CD, Ant-Zen, 2008
With “Area Keloza”, French hardcore/gabber artist Lingouf joins the ranks of the Ant-Zen catalogue. Recognized for his unique sound within hardcore and breakcore categories, Lingouf’s Vincent Ingouf is a competent visual artist as well, reflected both in the subversively cartoonish and imaginative album artwork, and in a fascinating website full of clever animations and hidden puzzles.
Although only six tracks are offered on “Area Keloza”, the majority of them sport longer running times than most found on previous albums. With the shortest track at eight-and-a-half minutes and the lengthiest stretching to twelve, the album gives listeners that much more square wave bang for their buck. Despite opting for longer pieces and fewer of them, Lingouf sticks to his stylistic guns, recasting the formula of his established work – chattering, overdriven beats versus rich atmospheric backing – with positive results. Despite the daunting prospect when faced with protracted, jittering tempests, listeners learn “Area Keloza” rarely becomes self-absorbed, only demanding.
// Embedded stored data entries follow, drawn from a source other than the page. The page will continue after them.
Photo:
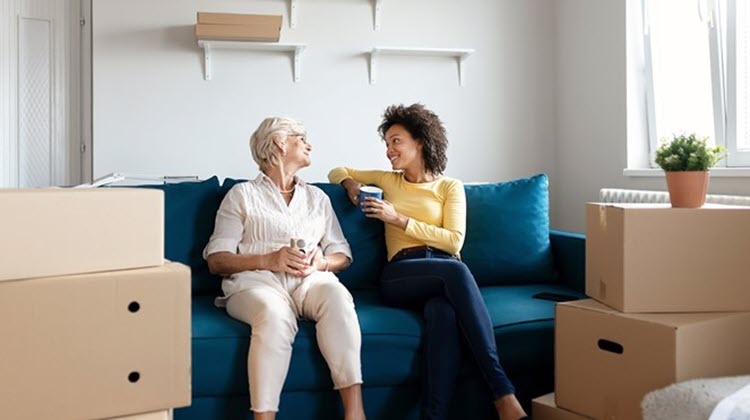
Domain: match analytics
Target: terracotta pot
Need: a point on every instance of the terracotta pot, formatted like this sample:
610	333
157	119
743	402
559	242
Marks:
687	189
Whilst opening track “Bioless Game” features cyberpunk fixture Kenji Siratori, this banality can be overlooked by scrutinizing Lingouf’s signature sound. From the outset, while Siratori mutters disturbingly in the background, a martial cadence drops in and out, and yawning spaces open to be filled with ambient noise. Scattered strains of breakcore emerge between the oppressive four-to-the-floor rhythms, which themselves are constantly tweaked, shifted and evolved. It soon becomes clear that, with such epic spans of time at his disposal, Lingouf has the luxury of allowing each composition to blossom and transform, stimulating growth and deconstruction through several distinct phases, even as the merciless beats drive them ever onward. “Xozpoqorpe” goes from initial breakbeats to verge on powernoise before swerving into atonal chaos and pumping rave synths, while “Filupoy” settles into its own rolling march even as bleeping acid electronics and some yelping lady vie for prominence.
“Area Keloza” derives from the distorted kick drum of hardcore techno, but the comparatively relaxed b.p.m. of “Harpman” and “Bioless Game” takes the genre’s presumed amphetamine pacing and slings it through a vat of hot fudge. Faster “Doyo” (think shrill, highly textured paranoia mixed with extensive breakdowns) and the crashing, white-knuckle title track are more typical. At once gooey and crunchy, the tracks never cease moving and morphing, building and breaking, as if Lingouf is toying with his audience’s curiosity. Significantly, voices are inserted and distorted to great effect throughout the album, a mischievous puppeteering of tortured human souls ensnared in unforgiving, machine-ravaged environments.